Balance: The Mandalorian and Lawrence of Arabia
Between 1962's Lawrence of Arabia and 2020's The Mandalorian there is much in common, including each being an innovative use of a new film technology. It was 70 MM wide screen for Lawrence of Arabia and high-definition streaming for The Mandalorian which brought Disney into the future.
But in world view they are completely different.
In The Mandalorian we sense a force and a code best captured in the line "this is the way" repeated throughout the series. There is a code of conduct that is almost religious. A way of doing things handed down over time. A deterministic march forward.
In Lawrence of Arabia a key theme is of old ways and traditions being challenged -- best captured by the line "nothing is written." The desert is empty, and the sands are wiped clean with the winds of change. The past is not an anchor, and one must write, sculpt and invent the future.
Most individuals and firms must balance both the roots (history, legacy, anchored costs, reputation, provenance, rule of law and expectations) of "this is the way" with the wings (leaps of faith, casting of on a new journey, challenging the status quo) of "nothing is written." We must balance roots and wings.

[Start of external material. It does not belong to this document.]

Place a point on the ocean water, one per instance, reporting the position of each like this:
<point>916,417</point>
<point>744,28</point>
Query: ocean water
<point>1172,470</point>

Portfolio managers need to balance safety with risk to reach for returns while working to preserve capital.
Balancing is difficult but a focus on one extreme versus the other rarely allows for long-term success.
Unite: The Lessons of Sports Teams
Regardless of the sport, the teams that win titles tend to share two characteristics:
Often it is not the team with the best talent that wins but the one where the talent is passionately aligned and united either due to culture or great management.
Teams are not collected -- they are built and forged. It takes time but once finished in the furnace and foundry of time and experience they operate at levels of performance and delivery that create a unique competitive advantage.
Similarly, companies win contracts and retain clients and take on external challenges where there is a glue of culture, purpose and values that ensure a gestalt (1+1=3) which sets them apart. People choose their partners with their hearts while they use numbers to justify their choice.
A leader can get elected or selected by dividing and conquering for a short while, but sustained legacy and success is usually forged through uniting and uplifting.
Unity is hard and harder still in polarizing times, but a divided house will most likely fall.
Integration: Judicious Surrender to the Force of Opposing Tendencies
If balance is often about allocating between today and tomorrow and unity about aligning different perspectives and people, integration is blending these opposing forces and personalities in a way that works and delivers.
While it may seem difficult, we all do so as individuals since each of us integrate many identities.
F. Scott Fitzgerald wrote that "the test of a first-rate intelligence is the ability to hold two opposing ideas in mind at the same time and still retain the ability to function." When applied to companies we could write that first-rate companies are able to operate two business models at the same time -- one optimized for today and one focused on creating tomorrow, even if it eats today.
Today the big luxury brands are seeking to integrate aspiration (specialness, history, limited quality, high price, cathedral-like retail spaces) with access ( bring in tomorrow’s buyers, reflect unique cultures, be available online) and integrating them so the brand can combine these different product portfolios and go-to-market strategies without the underlying story and brand falling apart from its internal dichotomies.
Balance roots and wings.
Unite diverse talents into a common culture.
Integrate multiple and often opposing approaches.